De acordo com o editorial, as ações atribuídas aos dois generais teriam causado “danos graves” ao fortalecimento da lealdade política no Exército, ao ambiente interno das Forças Armadas e à preparação geral para o combate, com impactos negativos para o Partido, o Estado e o aparato militar.
Purgas militares e discurso anticorrupção
O PLA Daily reforça que as investigações fazem parte da política de tolerância zero contra a corrupção promovida por Xi Jinping desde que assumiu o poder, em 2012.
“Ficou demonstrado que, quanto mais o Exército combate a corrupção, mais forte e puro ele se torna, com maior capacidade de combate”, afirma o editorial, acrescentando que a erradicação profunda da corrupção tornaria as Forças Armadas mais confiantes e eficientes.
Aliado histórico de Xi sob suspeita
Zhang Youxia era considerado uma figura-chave no projeto de modernização das Forças Armadas chinesas e, até recentemente, um dos aliados militares mais próximos de Xi Jinping. A proximidade entre ambos remonta à geração anterior: os pais de Zhang e Xi lutaram juntos durante a guerra civil chinesa que levou à fundação da República Popular da China, em 1949.
Segundo fontes anônimas citadas pelo South China Morning Post, de Hong Kong, Zhang teria sido detido na última segunda-feira. As acusações envolveriam corrupção, falhas no controle de subordinados e familiares, além da omissão em comunicar problemas à cúpula do PCC de forma imediata.
Zhang e Liu, ambos heróis de guerra condecorados e os únicos membros da atual liderança da CMC com experiência real de combate — adquirida durante os confrontos com o Vietnã no fim dos anos 1970 —, chamaram atenção ao não comparecerem a um seminário do Partido presidido por Xi nesta semana, o que intensificou especulações sobre seu afastamento.
Reestruturação do alto comando militar
Desde o início de seu governo, Xi Jinping promove sucessivas purgas no alto escalão das Forças Armadas, com o duplo objetivo de combater a corrupção e reforçar a lealdade política dos comandantes ao PCC e à sua liderança pessoal.
Durante o terceiro mandato de Xi, iniciado em 2022, o número de integrantes da Comissão Militar Central foi reduzido de sete para quatro, tornando-a a mais enxuta desde o fim do período maoísta, em 1976.

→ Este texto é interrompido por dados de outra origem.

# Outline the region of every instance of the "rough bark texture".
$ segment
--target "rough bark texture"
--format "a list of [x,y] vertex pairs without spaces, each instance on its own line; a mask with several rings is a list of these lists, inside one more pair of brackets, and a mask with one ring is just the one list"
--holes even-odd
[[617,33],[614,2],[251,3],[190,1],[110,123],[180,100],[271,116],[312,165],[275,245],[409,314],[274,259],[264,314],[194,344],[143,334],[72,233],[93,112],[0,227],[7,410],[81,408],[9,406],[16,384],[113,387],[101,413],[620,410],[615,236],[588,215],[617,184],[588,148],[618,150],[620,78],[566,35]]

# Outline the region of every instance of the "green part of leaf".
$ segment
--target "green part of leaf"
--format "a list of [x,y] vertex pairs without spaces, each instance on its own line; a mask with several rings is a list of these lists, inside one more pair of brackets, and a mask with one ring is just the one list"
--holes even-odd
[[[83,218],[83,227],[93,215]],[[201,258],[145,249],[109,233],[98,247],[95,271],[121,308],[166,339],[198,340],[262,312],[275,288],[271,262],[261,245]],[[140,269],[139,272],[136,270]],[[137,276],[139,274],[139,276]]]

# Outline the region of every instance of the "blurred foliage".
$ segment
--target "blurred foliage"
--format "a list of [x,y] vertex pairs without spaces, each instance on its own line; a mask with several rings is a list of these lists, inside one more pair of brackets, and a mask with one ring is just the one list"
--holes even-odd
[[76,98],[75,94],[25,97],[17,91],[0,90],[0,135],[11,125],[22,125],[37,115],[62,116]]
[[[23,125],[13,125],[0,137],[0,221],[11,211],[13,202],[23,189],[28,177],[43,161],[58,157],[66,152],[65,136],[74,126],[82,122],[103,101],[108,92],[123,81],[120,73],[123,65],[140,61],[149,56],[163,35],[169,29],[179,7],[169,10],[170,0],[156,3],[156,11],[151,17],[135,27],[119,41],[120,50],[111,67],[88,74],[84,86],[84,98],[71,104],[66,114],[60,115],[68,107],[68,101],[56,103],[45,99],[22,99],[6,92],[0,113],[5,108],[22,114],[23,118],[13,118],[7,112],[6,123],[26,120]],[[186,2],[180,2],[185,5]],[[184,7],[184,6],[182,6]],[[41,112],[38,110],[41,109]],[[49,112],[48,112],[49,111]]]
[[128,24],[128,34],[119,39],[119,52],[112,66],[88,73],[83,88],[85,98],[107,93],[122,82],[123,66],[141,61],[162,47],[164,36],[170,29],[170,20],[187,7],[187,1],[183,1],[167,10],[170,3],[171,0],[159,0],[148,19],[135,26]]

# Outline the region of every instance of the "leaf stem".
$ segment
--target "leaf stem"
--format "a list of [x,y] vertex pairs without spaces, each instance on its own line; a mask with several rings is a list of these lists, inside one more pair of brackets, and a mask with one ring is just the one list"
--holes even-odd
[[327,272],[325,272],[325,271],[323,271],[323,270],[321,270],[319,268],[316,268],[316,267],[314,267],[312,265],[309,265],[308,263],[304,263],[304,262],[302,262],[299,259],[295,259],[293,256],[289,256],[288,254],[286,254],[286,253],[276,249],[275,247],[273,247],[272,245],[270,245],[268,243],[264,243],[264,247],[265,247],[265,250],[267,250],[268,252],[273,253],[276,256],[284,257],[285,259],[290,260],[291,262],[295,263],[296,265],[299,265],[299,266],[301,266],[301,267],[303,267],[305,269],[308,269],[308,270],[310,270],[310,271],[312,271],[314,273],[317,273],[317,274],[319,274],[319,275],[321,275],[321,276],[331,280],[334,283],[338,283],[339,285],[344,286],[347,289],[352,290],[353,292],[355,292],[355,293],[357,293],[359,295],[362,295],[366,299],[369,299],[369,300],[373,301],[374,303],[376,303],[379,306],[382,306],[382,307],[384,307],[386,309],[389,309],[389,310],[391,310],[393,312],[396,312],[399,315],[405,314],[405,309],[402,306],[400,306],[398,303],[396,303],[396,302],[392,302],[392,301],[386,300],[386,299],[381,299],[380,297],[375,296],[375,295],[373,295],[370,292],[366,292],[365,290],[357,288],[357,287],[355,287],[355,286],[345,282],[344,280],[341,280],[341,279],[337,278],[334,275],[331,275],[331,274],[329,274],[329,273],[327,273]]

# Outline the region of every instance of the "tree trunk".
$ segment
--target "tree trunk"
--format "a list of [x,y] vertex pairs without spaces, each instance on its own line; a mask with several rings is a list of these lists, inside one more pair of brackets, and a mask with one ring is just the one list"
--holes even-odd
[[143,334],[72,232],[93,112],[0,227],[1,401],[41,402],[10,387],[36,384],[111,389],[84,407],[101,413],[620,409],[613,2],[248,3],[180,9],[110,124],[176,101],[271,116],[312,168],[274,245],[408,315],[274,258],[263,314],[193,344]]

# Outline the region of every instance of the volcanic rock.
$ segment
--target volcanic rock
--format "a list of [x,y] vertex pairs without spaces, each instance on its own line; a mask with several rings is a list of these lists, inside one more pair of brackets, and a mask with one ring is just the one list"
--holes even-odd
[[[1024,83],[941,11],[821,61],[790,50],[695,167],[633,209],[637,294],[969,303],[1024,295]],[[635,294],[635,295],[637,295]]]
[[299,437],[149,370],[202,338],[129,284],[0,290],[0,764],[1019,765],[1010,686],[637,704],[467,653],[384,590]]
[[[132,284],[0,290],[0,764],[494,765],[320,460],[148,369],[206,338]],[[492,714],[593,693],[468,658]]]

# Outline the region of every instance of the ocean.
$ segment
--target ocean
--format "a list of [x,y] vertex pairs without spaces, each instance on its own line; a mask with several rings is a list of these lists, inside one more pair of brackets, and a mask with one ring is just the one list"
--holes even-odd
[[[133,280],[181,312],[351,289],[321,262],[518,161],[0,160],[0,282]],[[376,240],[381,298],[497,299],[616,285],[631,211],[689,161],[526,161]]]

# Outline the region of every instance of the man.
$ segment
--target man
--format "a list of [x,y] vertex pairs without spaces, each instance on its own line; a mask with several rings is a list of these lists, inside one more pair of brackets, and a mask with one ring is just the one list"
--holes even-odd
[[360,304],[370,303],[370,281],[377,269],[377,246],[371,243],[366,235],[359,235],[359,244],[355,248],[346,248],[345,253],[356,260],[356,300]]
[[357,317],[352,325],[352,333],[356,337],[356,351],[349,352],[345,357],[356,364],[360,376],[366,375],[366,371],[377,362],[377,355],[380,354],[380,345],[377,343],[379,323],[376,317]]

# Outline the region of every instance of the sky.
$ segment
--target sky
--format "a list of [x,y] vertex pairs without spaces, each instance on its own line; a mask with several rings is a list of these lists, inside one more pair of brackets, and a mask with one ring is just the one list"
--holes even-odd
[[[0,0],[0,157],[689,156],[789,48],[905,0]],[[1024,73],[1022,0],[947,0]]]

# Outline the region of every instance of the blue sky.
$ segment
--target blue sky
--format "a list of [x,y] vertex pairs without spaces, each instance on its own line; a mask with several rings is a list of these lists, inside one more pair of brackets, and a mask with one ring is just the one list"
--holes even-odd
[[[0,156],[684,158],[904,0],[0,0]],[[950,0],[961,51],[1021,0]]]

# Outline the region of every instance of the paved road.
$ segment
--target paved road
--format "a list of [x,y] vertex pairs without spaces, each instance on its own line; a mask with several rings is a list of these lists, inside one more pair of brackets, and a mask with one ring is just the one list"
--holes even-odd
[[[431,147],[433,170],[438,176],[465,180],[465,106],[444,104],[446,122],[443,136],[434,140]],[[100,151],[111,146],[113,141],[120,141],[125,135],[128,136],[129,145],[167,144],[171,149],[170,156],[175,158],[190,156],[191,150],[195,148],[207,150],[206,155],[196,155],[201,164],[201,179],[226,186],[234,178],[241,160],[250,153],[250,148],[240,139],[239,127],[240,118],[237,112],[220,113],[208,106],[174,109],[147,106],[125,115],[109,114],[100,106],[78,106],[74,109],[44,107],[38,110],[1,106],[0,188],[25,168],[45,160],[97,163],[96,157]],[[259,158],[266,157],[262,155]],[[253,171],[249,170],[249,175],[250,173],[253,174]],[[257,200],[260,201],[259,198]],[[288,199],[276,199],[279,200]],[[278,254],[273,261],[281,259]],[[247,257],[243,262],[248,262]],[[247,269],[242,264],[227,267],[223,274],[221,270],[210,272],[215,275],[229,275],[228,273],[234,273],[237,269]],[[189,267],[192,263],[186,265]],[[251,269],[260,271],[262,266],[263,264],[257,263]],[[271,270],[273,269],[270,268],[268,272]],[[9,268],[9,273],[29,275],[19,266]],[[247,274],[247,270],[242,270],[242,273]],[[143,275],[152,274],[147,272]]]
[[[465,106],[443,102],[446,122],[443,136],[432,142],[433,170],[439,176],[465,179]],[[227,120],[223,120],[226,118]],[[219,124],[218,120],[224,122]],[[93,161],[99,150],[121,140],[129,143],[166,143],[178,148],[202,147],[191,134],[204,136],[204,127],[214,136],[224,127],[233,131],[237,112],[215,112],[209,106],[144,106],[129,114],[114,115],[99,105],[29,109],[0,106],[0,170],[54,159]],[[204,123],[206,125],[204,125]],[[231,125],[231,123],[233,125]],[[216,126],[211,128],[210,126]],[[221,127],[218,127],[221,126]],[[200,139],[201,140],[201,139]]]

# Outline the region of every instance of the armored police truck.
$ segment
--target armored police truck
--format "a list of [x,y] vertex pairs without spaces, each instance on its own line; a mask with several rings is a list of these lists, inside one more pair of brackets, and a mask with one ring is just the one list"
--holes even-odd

Nos últimos anos, diversos comandantes, comissários políticos e até ministros da Defesa foram afastados. O ponto mais recente ocorreu em outubro do ano passado, quando autoridades chinesas anunciaram a expulsão do Exército e do PCC de até nove generais.
Casos anteriores reforçam rigor das investigações
Entre os episódios mais notórios está o de He Weidong, que chegou a ocupar o posto de “número três” do Exército após rápida ascensão em 2022. Ele desapareceu da cena pública em março de 2025 e posteriormente foi formalmente acusado de corrupção.
A destituição de He foi considerada histórica, pois ele se tornou o primeiro vice-presidente uniformizado da CMC a perder o cargo em exercício em quase 60 anos. O último caso semelhante havia ocorrido em 1967, durante a Revolução Cultural.
Outros nomes de destaque recentemente expurgados incluem o almirante Miao Hua, os ex-ministros da Defesa Wei Fenghe e Li Shangfu, além dos comandantes da Força de Foguetes Li Yuchao e Wang Houbin.
A investigação contra Zhang Youxia representa mais um capítulo do processo de consolidação de poder de Xi Jinping sobre o aparato militar chinês, em um momento de crescente tensão geopolítica e de reforço do controle político sobre as Forças Armadas.